L’inquilino della Casa Bianca non ha specificato cosa intendesse, ma è noto che non solo le aree coltivabili del paese slavo sono tra le più fertili al mondo ma anche le sue potenziali risorse di materie prime sono di grande interesse. L’Ucraina ha infatti il 10% delle riserve mondiali di ferro, il 6% di titanio e il 20% della grafite. Ha inoltre l’ottava riserva al mondo di manganese, la nona di uranio. Per non parlare anche degli ingenti giacimenti di ossido di litio, stimati in 500. 000 tonnellate. Un bottino che sarebbe di non poco conto, ma difficilmente Unione Europea e India resteranno a guardare gli Usa prendersi tutto.
Il governo ucraino per ora è costretto a fare di necessità virtù visto che secondo fonti americane in Donbass nel giro di un paio di settimane il suo esercito avrebbe ceduto altri 450 chilometri quadrati a quello russo. Secondo il “Financial Times”, le autorità ucraine avevano già incluso due punti nel loro segretissimo “piano di vittoria” in preparazione all’arrivo di Donald Trump alla presidenza degli Stati Uniti. Uno di questi implicava che l’Ucraina avrebbe condiviso le sue più importanti risorse naturali con i partner occidentali, e l’altro che gli ucraini avrebbero sostituito alcune truppe statunitensi in Europa dopo la fine della guerra. Zelensky ha voluto segnalare che almeno un terzo di quei territori che tanto interessano a Trump sarebbero già nelle mani di Putin. Un modo neppure tanto velato per dire: “se t’intessano quelle materie prime dovrai aiutarci a difenderle”.
Questo secondo aspetto avrebbe delle ripercussioni nei rapporti all’interno della Nato di non poco conto ma per ora la cosa sembra più una boutade che altro.

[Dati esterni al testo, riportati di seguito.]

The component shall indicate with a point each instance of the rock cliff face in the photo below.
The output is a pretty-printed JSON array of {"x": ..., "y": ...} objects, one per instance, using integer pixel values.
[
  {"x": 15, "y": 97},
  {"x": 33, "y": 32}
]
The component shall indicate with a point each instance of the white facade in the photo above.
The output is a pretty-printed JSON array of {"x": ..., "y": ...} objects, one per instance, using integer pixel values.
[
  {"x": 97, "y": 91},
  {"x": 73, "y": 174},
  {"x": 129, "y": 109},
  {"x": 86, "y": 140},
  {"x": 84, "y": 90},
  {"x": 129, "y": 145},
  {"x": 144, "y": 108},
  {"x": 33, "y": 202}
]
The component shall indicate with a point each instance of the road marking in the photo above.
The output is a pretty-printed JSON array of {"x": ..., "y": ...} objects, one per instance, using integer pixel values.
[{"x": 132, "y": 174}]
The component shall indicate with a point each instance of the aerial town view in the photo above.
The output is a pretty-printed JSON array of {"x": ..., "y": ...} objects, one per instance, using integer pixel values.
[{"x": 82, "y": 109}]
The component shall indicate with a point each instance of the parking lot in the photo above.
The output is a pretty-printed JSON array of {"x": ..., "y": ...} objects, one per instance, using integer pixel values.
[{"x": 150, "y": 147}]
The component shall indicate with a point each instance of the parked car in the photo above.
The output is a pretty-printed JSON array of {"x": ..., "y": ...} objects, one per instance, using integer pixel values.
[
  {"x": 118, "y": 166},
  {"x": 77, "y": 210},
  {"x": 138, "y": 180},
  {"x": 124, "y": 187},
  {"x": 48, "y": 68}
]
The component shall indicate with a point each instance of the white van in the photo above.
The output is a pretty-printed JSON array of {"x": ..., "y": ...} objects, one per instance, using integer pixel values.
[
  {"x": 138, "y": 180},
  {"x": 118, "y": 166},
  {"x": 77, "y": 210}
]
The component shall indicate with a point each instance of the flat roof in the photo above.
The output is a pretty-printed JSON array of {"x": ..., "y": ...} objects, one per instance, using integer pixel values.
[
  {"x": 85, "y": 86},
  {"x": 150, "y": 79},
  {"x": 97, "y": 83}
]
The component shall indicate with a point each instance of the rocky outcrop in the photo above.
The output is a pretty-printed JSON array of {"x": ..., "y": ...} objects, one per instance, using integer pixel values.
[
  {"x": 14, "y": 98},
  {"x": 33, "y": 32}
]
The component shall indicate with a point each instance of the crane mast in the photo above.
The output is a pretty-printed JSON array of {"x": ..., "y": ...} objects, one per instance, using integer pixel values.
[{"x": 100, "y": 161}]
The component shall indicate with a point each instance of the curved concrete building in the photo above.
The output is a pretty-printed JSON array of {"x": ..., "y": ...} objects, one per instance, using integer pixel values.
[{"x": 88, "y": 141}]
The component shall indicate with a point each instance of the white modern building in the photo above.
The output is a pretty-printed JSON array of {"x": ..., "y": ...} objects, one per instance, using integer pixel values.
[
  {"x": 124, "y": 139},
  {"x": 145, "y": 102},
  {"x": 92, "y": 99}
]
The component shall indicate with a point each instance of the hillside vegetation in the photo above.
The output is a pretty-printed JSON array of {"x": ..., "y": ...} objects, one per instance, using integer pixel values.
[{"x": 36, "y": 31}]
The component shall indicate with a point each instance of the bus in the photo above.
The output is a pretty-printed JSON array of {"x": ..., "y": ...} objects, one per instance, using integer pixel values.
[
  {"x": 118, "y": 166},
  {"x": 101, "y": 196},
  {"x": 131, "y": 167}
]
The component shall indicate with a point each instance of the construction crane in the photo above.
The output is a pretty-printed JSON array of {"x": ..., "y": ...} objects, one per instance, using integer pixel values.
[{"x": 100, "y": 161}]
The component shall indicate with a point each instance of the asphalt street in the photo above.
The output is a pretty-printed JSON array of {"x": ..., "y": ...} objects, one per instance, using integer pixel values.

Se ne parlerà più nel dettaglio probabilmente già questa settimana quando Trump potrebbe incontrarsi con Zelensky per definire i contorni della trattativa. Per allora, Mosca e Washington dovrebbero aver già deciso data e luogo del vertice. La Russia ha proposto come location Arabia Saudita o Emirati Arabi Uniti e non sembra che per ora da parte americana vi siano state proposte alternative.